CityLab! Aberdeen started today

We started Aberdeen CityLab! today with a small gathering of ten students and two staff members in Make Aberdeen inside of Seventeen. This will be the start of our little revolution in how the city and its two universities collaborate to make a better city using design-led approaches to creative problem solving. While a fellow colleague had to leave before too long, she was able to see how things were going, and help kick the session off.

This week and next we are only meeting with the students from the University of Aberdeen, who start their term two weeks earlier than their fellow students at Robert Gordon University. The ten students explored what they hope to gain from the course as well as some of the differences between plan-based processes and unstructured design-based processes, and a simple exercise to make them more aware of their senses. Mainly, however, they had fun working hard at gaining new experiences.


They did some improv games to warm up so they learned about ‘yes, and …’ as well as the ‘one word story’, which went slower than I expected. Afterwards the used a Business Model You skills_abilities-bmu exercise, which looked at the activities they liked to do, which ones were favourites, and then listed activities they would like to learn, or improve upon. Then they compared these with another student, which was when the room got noisy again. The goal here was to make them aware of what skills they already have, and where they might want to improve during this course so that they graduate with a more rounded cv. Interestingly, they are all graduating students in their final year of studies.

The next exercise got them talking some more as they broke into two teams to build parachutes: one team followed details about how to make parachutes so they could safely land their jelly babies, while another team was allowed to ‘get on with it’ and build working parachutes following trial and error. Interestingly, both teams took just as long before they started testing their parachuting jelly babies. I had thought the trial and error team would be quickly trying their parachutes well ahead of the other team, but this didn’t prove the case. However, the two teams did end up with quite different designs, and the trial and error team did end up with a parachute that would carry more weight slowly to the ground, but this is because they provided a gondola for their jelly babies whereas the other team tied them all together below the parachute.

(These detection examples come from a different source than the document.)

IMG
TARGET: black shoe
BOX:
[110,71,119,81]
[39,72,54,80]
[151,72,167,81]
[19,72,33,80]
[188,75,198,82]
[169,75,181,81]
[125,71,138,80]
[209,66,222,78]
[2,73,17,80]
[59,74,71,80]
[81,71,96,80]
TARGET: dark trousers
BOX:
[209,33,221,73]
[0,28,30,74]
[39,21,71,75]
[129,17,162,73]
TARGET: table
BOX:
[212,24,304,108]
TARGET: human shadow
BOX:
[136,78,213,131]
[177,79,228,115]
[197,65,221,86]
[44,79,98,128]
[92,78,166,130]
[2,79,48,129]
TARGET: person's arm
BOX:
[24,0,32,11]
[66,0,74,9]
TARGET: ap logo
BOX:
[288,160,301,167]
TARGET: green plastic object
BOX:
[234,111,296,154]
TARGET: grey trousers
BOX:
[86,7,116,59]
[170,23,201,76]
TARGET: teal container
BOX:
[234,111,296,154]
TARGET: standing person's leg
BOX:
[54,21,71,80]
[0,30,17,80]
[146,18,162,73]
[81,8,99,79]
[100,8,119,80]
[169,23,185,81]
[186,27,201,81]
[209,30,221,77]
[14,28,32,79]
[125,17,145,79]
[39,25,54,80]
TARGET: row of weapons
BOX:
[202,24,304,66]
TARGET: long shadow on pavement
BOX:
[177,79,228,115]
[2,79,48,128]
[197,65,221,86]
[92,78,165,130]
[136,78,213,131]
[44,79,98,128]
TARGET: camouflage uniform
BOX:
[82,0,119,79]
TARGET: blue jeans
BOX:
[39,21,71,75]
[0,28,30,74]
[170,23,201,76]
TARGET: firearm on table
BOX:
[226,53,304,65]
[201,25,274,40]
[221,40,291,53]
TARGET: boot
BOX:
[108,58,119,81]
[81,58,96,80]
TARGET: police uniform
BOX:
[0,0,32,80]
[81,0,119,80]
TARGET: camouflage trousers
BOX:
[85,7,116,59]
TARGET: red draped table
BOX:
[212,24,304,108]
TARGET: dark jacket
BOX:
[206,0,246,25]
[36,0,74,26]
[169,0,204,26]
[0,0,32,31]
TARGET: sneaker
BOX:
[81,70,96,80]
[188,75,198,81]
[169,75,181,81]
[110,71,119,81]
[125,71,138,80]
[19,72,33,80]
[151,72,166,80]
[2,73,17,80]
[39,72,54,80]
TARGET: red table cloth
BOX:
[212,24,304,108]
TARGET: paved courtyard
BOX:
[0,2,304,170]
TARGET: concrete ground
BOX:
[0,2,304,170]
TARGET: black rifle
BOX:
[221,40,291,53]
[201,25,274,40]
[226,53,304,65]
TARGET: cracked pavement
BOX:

Lastly, the students paired off to go explore the city. One blindfolded student was guided by their partner to a local plaza, and then they swapped over for the return journey. While some found this kinda scary, others felt safe and secure knowing that their safety was being handled by the guide. This worked well as a way to bring the theme of listening to hear full circle and sensitive the students to thinking about the conditions in the city for people and how our spaces are organised.

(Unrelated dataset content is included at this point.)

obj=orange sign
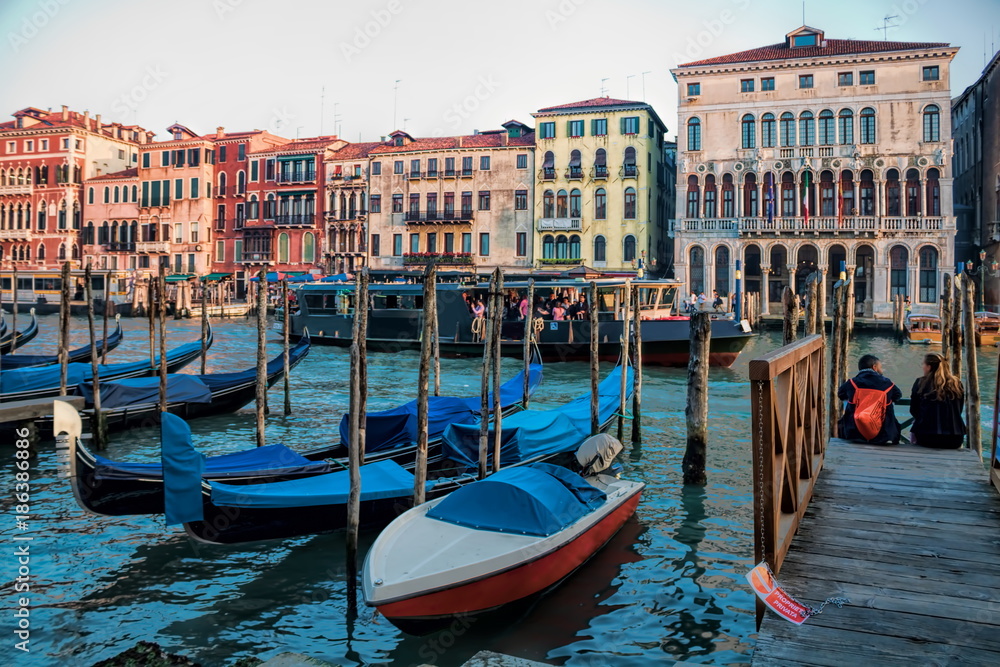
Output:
[747,563,810,625]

This session went well. The students felt the only problems were that I wasn’t always clear enough with my instructions of what I wanted them to do, and that i next time I should provide more jelly babies, while also mixing up the teams some more so that they had more opportunities to work with different people. On the good side they had fun, and liked the different exercises for the morning. I think as well that I’ll have to add in a break of some sort for a bit of time to get coffee or tea during the three-hour session.